AI Beat Doctors? Not Exactly.

0
11

The study hit the news on April 30. It dropped in Science, a journal with weight. Then the headlines started screaming. Social media lit up. Cable news jumped in. Hospital inboxes flooded with alerts saying our jobs are gone.

OpenAI’s o1 model. That was the villain in their script. Or the hero, depending on your stance. The coverage claimed it outperformed emergency physicians in diagnosing triage complaints.

NPR ran the headline: In real-world test, an AI did better than doctors.

Erasure by hype. That’s what felt like. Many ER physicians bristled. I read the study myself. What it actually shows is interesting, but also incredibly nuanced.

One author later clarified the context, but the damage to the narrative was already done.

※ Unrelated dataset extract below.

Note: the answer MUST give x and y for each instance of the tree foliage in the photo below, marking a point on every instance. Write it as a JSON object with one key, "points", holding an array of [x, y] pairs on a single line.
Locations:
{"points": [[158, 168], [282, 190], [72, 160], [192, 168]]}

What The Paper Actually Did

Here is the setup. Researchers gave OpenAI’s o1 and 5 models electronic medical records from 76 patients. These folks had gone through Beth Israel Deaconess ER and were admitted to the hospital.

Two internal medicine attending doctors looked at the same cases. Simple enough. Then, two separate internal medicine physicians — blinded to whether a human or AI generated the answer — evaluated the results.

The stats?

  • AI got the exact or closely related right in 67% of triage cases.
  • Physician 1 scored 55%.
  • Physician 2 scored 50%.

The AI had its biggest edge at the first touch point. Initial triage. When info is sparse. The researchers made sure the AI only got the raw, unprocessed EHR data available at the moment of each decision. No cheating with later results.

But the headlines missed a big chunk. The ER was just one of six experiments in the paper. Five others used standard benchmarks for evaluating diagnostic systems.

Impressive? Yes. Proof AI should run solo in a clinic? No. Still, ER docs remained uneasy. And rightly so.

The Doctors Were Not ER Docs

This is the friction point. The physicians in the study weren’t emergency specialists. They were internal med doctors. Different training. Different focus. Different pressures.

Emergency medicine isn’t just about pinning down a diagnosis. It’s about ruling out the stuff that kills you now. Managing chaos. Moving bodies safely through a high-volume funnel.

Spend a shift on the floor. Try it. You’ll see why a text-based exercise — no matter how clean the dataset — doesn’t capture the reality.

The AI read notes. Just text.
It didn’t see the patient who looked “ill” in that indefinable way.
It missed the subtle neuro exam finding.
It didn’t hear the patient’s story change slightly from the triage room to the exam table.

That nuance changes the differential. The AI didn’t practice medicine. It offered an opinion on data.

Is text all we need? Probably not.

An Author Pushes Back

Dr. Adrian Haimovich weighed in. He’s one of the study’s authors, an assistant professor at Harvard Med, and an attending at Beth Israel. An actual ER doc.

He framed it differently.

“Even tough cases in medical journals get solved by LLMs now,” he wrote. He pointed out the handoff dynamic. ER docs stabilize. Internal med docs admit. This experiment compared LLMs to internal docs using only the data available during the ER stay.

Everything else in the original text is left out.